I work on brain dead crud apps much of my time and get nothing from LLMs.

  • Try Claude Code. You’ll literally be able to automate 90% of the coding part of your job.

    • We really need to add some kind of risk to people making these claims to make it more interesting. I listened to the type of advice you're giving here on more occasions than I can remember, at least once for every major revision of every major LLM and always walked away frustrated because it hindered me more than it helped.

      > This is actually amazing now, just use [insert ChatGPT, GPT-4, 4.5, 5, o1, o3, Deepseek, Claude 3.5, 3.9, Gemini 1, 1.5, 2, ...] it's completely different from Model(n-1) you've tried.

      I'm not some mythical 140 IQ 10x developer and my work isn't exceptional so this shouldn't happen.

      4 replies →

    • I've been working on macOS and Windows drivers. Can't help but disagree.

      Because of the absolute dearth of high-quality open-source driver code and the huge proliferation of absolutely bottom-barrel general-purpose C and C++, the result is... Not good.

      On the other hand, I asked Claude to convert an existing, short-ish Bash script to idiomatic PowerShell with proper cmdlet-style argument parsing, and it returned a decent result that I barely had to modify or iterate on. I was quite impressed.
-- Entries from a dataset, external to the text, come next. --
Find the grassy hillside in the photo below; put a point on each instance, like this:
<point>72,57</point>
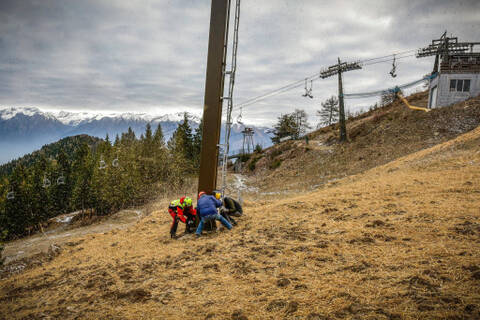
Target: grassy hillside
<point>375,138</point>
<point>399,241</point>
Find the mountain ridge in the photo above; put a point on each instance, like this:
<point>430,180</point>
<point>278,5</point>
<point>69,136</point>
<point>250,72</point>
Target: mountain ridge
<point>26,129</point>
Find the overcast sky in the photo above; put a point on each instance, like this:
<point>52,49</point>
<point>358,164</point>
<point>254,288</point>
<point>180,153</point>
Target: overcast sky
<point>150,56</point>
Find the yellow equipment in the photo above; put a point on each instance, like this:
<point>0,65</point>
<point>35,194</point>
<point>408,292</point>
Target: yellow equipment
<point>409,105</point>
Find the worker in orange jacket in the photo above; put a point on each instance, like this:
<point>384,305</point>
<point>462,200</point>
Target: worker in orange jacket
<point>182,210</point>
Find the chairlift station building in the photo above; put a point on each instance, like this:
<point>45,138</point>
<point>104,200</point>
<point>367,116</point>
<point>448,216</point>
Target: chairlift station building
<point>457,67</point>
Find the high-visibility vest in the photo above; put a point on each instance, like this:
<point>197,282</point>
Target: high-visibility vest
<point>176,203</point>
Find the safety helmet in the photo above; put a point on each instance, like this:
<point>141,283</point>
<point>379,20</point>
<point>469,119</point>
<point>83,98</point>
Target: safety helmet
<point>187,202</point>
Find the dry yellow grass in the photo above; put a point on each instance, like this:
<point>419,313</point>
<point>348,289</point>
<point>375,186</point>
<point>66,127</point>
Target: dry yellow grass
<point>400,241</point>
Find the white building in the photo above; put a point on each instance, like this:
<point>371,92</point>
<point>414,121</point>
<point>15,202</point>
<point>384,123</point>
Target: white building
<point>457,75</point>
<point>457,80</point>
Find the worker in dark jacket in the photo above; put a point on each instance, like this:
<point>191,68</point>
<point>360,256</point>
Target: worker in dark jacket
<point>207,209</point>
<point>231,207</point>
<point>182,210</point>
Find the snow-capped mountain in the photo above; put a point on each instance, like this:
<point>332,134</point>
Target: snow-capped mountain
<point>23,130</point>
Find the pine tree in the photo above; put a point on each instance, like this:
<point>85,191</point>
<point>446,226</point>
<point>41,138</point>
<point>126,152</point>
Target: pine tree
<point>197,145</point>
<point>158,138</point>
<point>301,120</point>
<point>286,126</point>
<point>329,112</point>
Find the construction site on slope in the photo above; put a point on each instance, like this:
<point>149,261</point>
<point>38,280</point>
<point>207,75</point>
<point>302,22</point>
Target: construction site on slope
<point>385,226</point>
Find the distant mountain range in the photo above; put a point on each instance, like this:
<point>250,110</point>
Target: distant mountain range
<point>23,130</point>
      Garbage in, garbage out. I'm not altogether dismissive of AI and LLMs but it is really necessary to know where and what their limits are.

      1 reply →

  • I found the opposite - I am able to get 50% improvement in productivity for day to day coding (mix of backend, frontend), mostly in Javascript but have helped in other languages. But you have to carefully review though - and have extremely well written test cases if you have to blindly generate or replace existing code.

> In code bases like this you can't just wing it without breaking a million things, so LLM agents tend to perform really poorly.

This is a false premise. LLMs themselves don't force you to introduce breaking changes into your code.

In fact, the inception of coding agents was lauded as a major improvement to the developer experience because they allow the LLMs themselves to automatically react to feedback from test suites, thus speeding up how code was implemented while preventing regressions.

If tweaking your code can result in breaking a million things, this is a problem with your code and how you worked to make it resilient. LLMs are only able to introduce regressions if your automated tests are unable to catch any of these million of things breaking. If this is the case then your problems are far greater than LLMs existing, and at best LLMs only point out the elephant in the room.